Data Warehousing Fundamentals

Before delving into the intricacies of cloud data warehousing, it’s important to get acquainted with key data warehousing terms, concepts, and the basics to help you navigate the world of cloud data warehousing. 

An enterprise data warehouse (EDW) is typically defined by four key characteristics:

  • Subject orientation: An enterprise data warehouse encompasses all business operations and structures them into subjects such as sales data, supply chains, customers, and products. 
  • Time variance: Time variance refers to the feature of data being timestamped so that it can be more easily identified and managed. For instance, a user can access data from a three-month, six-month, or one-year time period if required. Time variance also ensures that data can’t be modified once it’s in a warehouse because it’s stored in a time dimension. 
  • Non-volatility: Being non-volatile refers to the fact that enterprise data warehouses are mechanized only to add data and not erase or alter existing data by creating a new timestamped entry. This is critical for any business because it allows it to analyze historical data at any given point to discover historical patterns or view current patterns through a historical lens. 
  • Integration: A business needs standardized and contextualized data. A key component of enterprise data warehouses is the integration of data from highly variable formats and sources to assist with effective and efficient analysis. 

Structured Query Language (SQL) is a programming language such as Python, JavaScript, or C++. The main difference between SQL and other programming languages is its application. SQL primarily serves databases and is universally accepted as the standard language for databases. All actions within a DB can be articulated and prompted using SQL. 

Data modeling is a way for companies to contextualize, connect, and create a conceptual or logical visualization of their data. In simple terms, it helps you make sense of your data. It creates a standardized environment that helps diverse stakeholders within an organization access and leverage data simply and effectively. 

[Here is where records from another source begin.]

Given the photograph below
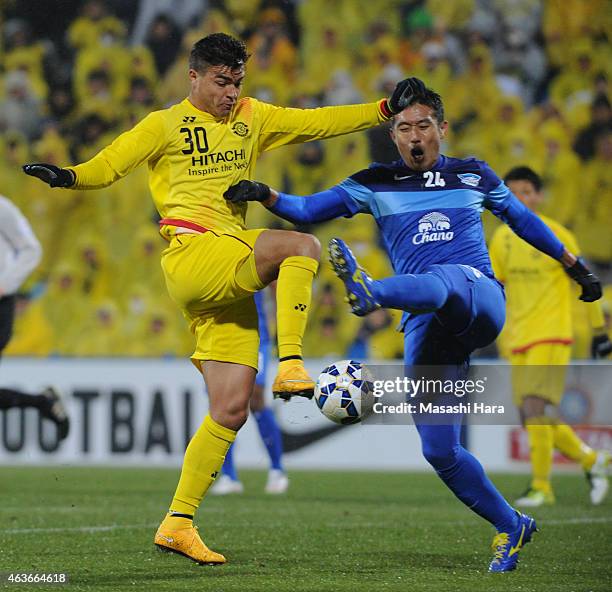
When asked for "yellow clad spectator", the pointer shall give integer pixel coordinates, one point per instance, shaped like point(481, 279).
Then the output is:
point(306, 172)
point(271, 39)
point(102, 334)
point(477, 81)
point(65, 308)
point(95, 25)
point(594, 217)
point(32, 332)
point(435, 69)
point(560, 173)
point(316, 66)
point(574, 86)
point(565, 21)
point(25, 55)
point(141, 265)
point(451, 15)
point(158, 336)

Data engineering is a series of practices, processes, and protocols that help organizations efficiently take in vast amounts of raw data from different sources and use it for various purposes. Data engineering is about constructing the most optimal data pipeline, one that isn’t generic and meets the specific requirements of a particular enterprise. A data pipeline refers to a set of connected processes that covers everything from raw data ingestion and integration to transformation, storage, and assetization for delivery and end-user application.

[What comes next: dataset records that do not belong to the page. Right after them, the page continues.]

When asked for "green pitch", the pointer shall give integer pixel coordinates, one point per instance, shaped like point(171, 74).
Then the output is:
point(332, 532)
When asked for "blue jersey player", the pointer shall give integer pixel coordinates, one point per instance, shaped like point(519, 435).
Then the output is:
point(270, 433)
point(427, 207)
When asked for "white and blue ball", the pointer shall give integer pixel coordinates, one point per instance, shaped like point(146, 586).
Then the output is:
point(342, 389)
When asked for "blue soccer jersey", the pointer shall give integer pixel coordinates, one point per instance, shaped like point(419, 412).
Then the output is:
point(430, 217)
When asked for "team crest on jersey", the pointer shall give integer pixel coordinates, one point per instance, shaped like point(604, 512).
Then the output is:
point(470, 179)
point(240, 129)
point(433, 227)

SQL Fundamentals for Data Warehousing

As mentioned, SQL is a programming language specific to databases. The foundations of SQL were developed by IBM in the 1970s. From 1979 into the early 1980s, SQL became publicly available. Since then, it has become a standardized language, which means it’s highly portable and easy to apply across various databases.

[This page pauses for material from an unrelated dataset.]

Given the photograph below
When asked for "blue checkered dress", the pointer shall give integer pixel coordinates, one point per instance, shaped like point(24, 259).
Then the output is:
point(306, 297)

SQL’s key capabilities begin with Data Definition Language (DDL) and Data Manipulation Language (DML). DDL is built around critical language commands that include Create, Use, Alter, and Drop. DML is built around language commands like Insert, Update, Delete, and Merge. 

Also noted above, data modeling offers companies a standardized environment from which key users and stakeholders can access and utilize data. DDL is used to create a data model, a highly contextualized and streamlined data environment. DML is used to integrate data into that model. SQL is the language that implements a model and triggers a smooth flow of data into that model. Together, DDL and DML comprise the main building blocks of any database. 

Data Control Language (DCL) helps manage permissions and access to data. Common DCL language commands include Grant and Revoke. Data Query Language (DQL), a subset of DML whose main command is Select, is used to locate and retrieve data within a database. Transaction Control Language (TCL) is utilized for transaction management within a database; key TCL commands include Commit, Rollback, and Savepoint. 

Select statements are perhaps the most used SQL command. They allow users to access a certain dataset or database and select specific data from within it. Join clauses are an extension of the Select command. These clauses select data from different tables or columns and connect them in a defined data model. The four main types of Join clauses are Inner Join, (Outer) Left Join, (Outer) Right Join, Cross Join, Self Join, and Full (Outer) Join.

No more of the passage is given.